Anonymous 0 Comments

It’s not that “s” is used for when things are greater than 1, but that “s” is used for everything except 1. 0 elephants, 2 elephants, or 0.42635 elephants are all not 1 elephant, so they all get pluralized with the “s”.

Anonymous 0 Comments

Grammatically every numeral that is not 1 uses the plural. At least in english.

You would say there are 0.9 elephants instead of there is 0.9 elephant as well.

The reason it feels more comfortable to you is that learning the english language has trained you think that way. Other languages do it differently. And in casual english you could easily say something like there is no elephant at all. But if you use a numerical value it is just stuck in language and culture. Just a matter of being used to it.

Anonymous 0 Comments

in English, 0 is plural – in other languages 0 is not plural

In arabic (and related) languages there is a 1s, 2s, and more form that re-occurs at 1,2,.. and 11,12,…, and 21,22,… and 31, 32 … and so forth

Languages are weird

this talks about some of it:

[https://lingohub.com/blog/2019/02/pluralization](https://lingohub.com/blog/2019/02/pluralization)

The Oxford dictioanaries also refer to things as “countable” verses not – countable

[https://learnenglish.britishcouncil.org/grammar/a1-a2-grammar/countable-and-uncountable-nouns-1](https://learnenglish.britishcouncil.org/grammar/a1-a2-grammar/countable-and-uncountable-nouns-1)

Anonymous 0 Comments

Out of all the elephants in the world, you have 0 of the elephants.

You might get 1 elephant some day.

You probably won’t get 100 elephants.

Anonymous 0 Comments

Plural does not mean “more than one” (that’s an oversimplifying definition). It actually means the opposite of singular. Zero is non-singular, therefore it is plural.

Anonymous 0 Comments

What about 1.5 elephant(s)?

Actually this is a question Ive had for a long time.

It isnt one, yet you say “one (and a half) elephants…”. But, it isnt 2 elephants. It isnt 1 elephant.
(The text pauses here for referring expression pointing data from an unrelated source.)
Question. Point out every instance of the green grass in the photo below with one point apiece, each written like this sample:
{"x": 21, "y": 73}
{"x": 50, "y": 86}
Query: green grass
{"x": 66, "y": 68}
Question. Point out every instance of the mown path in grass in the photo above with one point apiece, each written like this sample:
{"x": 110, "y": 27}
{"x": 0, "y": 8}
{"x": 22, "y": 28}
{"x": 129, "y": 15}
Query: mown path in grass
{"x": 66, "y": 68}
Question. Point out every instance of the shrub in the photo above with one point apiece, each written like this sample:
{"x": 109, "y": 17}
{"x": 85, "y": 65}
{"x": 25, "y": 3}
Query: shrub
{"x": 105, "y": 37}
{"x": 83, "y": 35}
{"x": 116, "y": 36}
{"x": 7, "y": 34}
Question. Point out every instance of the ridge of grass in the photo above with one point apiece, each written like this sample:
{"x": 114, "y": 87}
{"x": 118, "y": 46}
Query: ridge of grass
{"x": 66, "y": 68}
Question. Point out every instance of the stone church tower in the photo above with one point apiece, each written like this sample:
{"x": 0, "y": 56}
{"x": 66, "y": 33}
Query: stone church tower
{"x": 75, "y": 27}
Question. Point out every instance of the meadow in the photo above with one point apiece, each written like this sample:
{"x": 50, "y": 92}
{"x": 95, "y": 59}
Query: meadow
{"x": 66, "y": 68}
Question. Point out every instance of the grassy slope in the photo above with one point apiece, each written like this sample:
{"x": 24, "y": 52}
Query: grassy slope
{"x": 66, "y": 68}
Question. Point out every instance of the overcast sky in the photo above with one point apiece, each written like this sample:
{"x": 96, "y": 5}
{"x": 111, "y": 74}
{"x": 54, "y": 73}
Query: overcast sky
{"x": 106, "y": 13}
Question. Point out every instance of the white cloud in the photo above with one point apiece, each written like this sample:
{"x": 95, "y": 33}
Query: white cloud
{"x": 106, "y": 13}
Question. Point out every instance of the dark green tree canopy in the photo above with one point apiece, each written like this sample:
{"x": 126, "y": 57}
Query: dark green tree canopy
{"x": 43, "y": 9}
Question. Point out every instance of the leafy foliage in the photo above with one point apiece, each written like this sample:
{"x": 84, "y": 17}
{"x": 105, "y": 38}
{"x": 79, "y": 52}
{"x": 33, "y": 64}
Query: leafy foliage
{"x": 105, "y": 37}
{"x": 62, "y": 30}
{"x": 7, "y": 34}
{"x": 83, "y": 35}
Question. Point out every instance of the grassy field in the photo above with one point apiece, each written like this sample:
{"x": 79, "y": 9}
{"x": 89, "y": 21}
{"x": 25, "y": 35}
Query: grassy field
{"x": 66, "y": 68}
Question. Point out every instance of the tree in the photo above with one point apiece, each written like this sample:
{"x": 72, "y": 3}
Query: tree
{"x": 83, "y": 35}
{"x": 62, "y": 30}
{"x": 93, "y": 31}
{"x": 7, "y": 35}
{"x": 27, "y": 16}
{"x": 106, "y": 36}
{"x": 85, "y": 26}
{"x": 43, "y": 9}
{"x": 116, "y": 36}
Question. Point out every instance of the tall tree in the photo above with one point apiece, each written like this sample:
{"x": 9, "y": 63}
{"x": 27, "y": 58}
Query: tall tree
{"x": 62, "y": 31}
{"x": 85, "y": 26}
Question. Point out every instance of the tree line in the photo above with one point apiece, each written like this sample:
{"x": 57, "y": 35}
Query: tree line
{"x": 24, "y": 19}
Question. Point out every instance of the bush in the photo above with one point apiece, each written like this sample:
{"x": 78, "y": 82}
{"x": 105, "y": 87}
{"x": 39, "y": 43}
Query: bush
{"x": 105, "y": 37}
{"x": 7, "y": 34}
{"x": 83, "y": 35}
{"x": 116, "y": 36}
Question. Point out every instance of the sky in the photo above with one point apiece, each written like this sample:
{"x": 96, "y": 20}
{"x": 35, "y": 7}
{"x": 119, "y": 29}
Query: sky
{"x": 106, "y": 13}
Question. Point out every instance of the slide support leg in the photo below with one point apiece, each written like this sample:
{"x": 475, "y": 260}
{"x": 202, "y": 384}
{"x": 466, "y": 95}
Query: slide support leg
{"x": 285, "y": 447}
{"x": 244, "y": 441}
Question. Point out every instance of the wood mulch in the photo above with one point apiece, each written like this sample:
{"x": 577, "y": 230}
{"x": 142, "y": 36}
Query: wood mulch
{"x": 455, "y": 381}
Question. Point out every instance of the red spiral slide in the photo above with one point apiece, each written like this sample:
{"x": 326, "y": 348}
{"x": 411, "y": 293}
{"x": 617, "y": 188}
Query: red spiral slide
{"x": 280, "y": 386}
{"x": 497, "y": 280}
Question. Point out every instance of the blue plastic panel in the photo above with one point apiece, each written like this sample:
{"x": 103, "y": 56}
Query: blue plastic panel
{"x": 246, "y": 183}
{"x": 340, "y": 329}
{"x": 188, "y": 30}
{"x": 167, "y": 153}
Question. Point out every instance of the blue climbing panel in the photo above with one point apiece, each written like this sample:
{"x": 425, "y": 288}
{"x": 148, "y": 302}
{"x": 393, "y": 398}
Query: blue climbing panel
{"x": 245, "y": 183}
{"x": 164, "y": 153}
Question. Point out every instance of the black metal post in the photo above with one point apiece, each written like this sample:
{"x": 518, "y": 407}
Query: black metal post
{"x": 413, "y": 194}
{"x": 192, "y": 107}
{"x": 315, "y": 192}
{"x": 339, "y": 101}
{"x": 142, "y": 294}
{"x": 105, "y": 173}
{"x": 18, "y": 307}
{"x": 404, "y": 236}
Is 1.5 elephante supposed to be plural or singular?

Anonymous 0 Comments

Because quantities are expressed in plural by default, as in “how many elephants are in this room?” so “there are no elephants here” is why it makes sense to say zero elephants.

The exception is when there’s one of something, and that’s why it changes to singular.

Anonymous 0 Comments

In Slovenia we actually have a separate word for 2. So it would be something like 1 apple, 2 appli, 3 apples.

Anonymous 0 Comments

it depends on if you’re talking about a math situation or a sentence like in English. I may be reading the question wrong, but I’m sure if it’s it’s somebody with two esses at the end of your name. You don’t want to add an extra ass because it’ll look like there’s multiple of the same person so you would usually just do.

EX: Jesus’ not Jesus’s same thing with Moses because he has an S on the end of his name

Anonymous 0 Comments

A lot of people are explaining the grammar rule very well but since you technically asked “why” the very mundane answer is that the somewhere in the English language’s lineage it happened to change in way for that rule to emerge.